J-B possède les traits caractéristiques d'un garçon gentil : souriant et très mignon. Il entretient une barbe de quelques jours. À son tour, il la regarde tendrement avec ses beaux yeux bleus. Puis Manon fixe le fedora beige vissé sur son crâne — il ne quitte jamais ce chapeau.
« Je ne crois pas qu'il perde ses cheveux, ça serait dommage... Ils sont peut-être gras... », songe-t-elle. Manon n'en est pas fière, mais elle l’admet : elle a un côté superficiel, hérité de sa mère, qui la fait trop s’attacher aux physiques. Et puis tout à coup, la célibataire depuis peu décide de la jouer détachée :
« Tu crois vraiment que je suis facile à ce point ? C'est tellement cliché de dire ça à une femme...
- Pas du tout ! Je suis très sincère, et ça ne date pas d’hier », répond Jean-Baptiste en reprenant doucement le pétard entre les doigts de celle qu'il convoite. « Tu me plais depuis longtemps. Et crois-moi quand je te dis que si tu avais été ma petite amie, j'aurais pris soin de toi comme tu le mérites, pas comme l'autre qui t'a traitée comme de la merde. »

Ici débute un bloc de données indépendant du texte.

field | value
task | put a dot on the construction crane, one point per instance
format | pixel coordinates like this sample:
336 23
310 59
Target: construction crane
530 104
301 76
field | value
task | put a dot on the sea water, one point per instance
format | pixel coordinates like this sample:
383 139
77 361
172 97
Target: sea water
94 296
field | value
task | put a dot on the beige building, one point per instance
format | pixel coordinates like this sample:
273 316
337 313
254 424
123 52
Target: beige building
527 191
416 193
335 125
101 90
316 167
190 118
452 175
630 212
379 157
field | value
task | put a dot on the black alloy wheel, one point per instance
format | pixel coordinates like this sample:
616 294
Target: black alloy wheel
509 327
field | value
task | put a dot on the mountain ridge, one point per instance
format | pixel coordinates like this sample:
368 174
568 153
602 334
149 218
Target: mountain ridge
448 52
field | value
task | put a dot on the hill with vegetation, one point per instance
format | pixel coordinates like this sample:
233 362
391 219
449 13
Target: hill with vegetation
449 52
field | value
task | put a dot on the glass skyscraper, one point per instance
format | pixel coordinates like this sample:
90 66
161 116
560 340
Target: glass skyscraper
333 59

C'est vrai ça, pourquoi les femmes sont-elles toujours attirées par les mauvais garçons ? s'interroge Manon. Désormais, elle envisage Jean-Baptiste et, saisie d'un sentiment soudain, elle se penche vers son ami et l'embrasse. Il ne s'y attendait pas du tout, mais le sourire qui le gagne montre qu'il accueille cet élan sans réserve avant de lui rendre un baiser fougueux.

« Que ce soit toi qui m'embrasses comme ça, je trouve ça terriblement sexy », confie Jean-Baptiste en engloutissant sa bière. Malgré son physique avantageux, il ne sait pas se mettre en valeur et il a toujours été très fleur bleue avec ses petites copines.

« La lionne se sert », se répète intérieurement Manon, qui aime décidément de plus en plus ce nouveau mantra. Un peu étourdie par la fumette, elle décide de se lever pour respirer et se remettre de ses émotions.
« Je vais nous chercher une bouteille d'eau, je reviens tout de suite », lance-t-elle à Jean-Baptiste sans lui laisser l'occasion de proposer de l'accompagner.

Manon n'a pas envie de retourner à la buvette, il y a trop de monde mais, en réalité, elle est trop proche. Elle veut se dégourdir les jambes et emprunte l'allée principale du festival où les food trucks ont eu l'autorisation de s'installer. Derrière les stands d’arts créatifs tenus par des artisans locaux, Manon hume un parfum gourmand et familier de crêpe chaude. Une effluve qui la mène par le bout du nez. S'il y a bien une drogue à laquelle elle ne pourra jamais renoncer, c'est bien celle-ci.

Mais tandis qu’elle avance d’un pas tranquille, guidée par l’odeur tiède et sucrée, son regard accroche quelqu’un. Il est là, un peu plus loin dans la file, grand, bien plus que la moyenne, et il se penche en riant vers ses amis. Sa carrure ne laisse aucun doute, c'est un sportif, ça se devine tout de suite. Sa peau caramel prend une teinte presque dorée sous les guirlandes de lumière alors que ses cheveux bouclés dessinent des ombres souples au-dessus de ses yeux verts, un peu sombres, presque intrigants.

Manon capte tout ça sans le vouloir, comme un regard qui s’attarde par réflexe. Puis il sourit encore, large, lumineux, dents blanches sur peau caramel. Une chaleur lui glisse au creux du ventre, vite balayée par son envie de crêpe.

Alors elle reprend son pas tranquille, comme si de rien n’était, déjà occupée à compter sa monnaie. Mais une image lui reste malgré tout collée derrière les paupières, aussi tenace qu’un parfum sucré.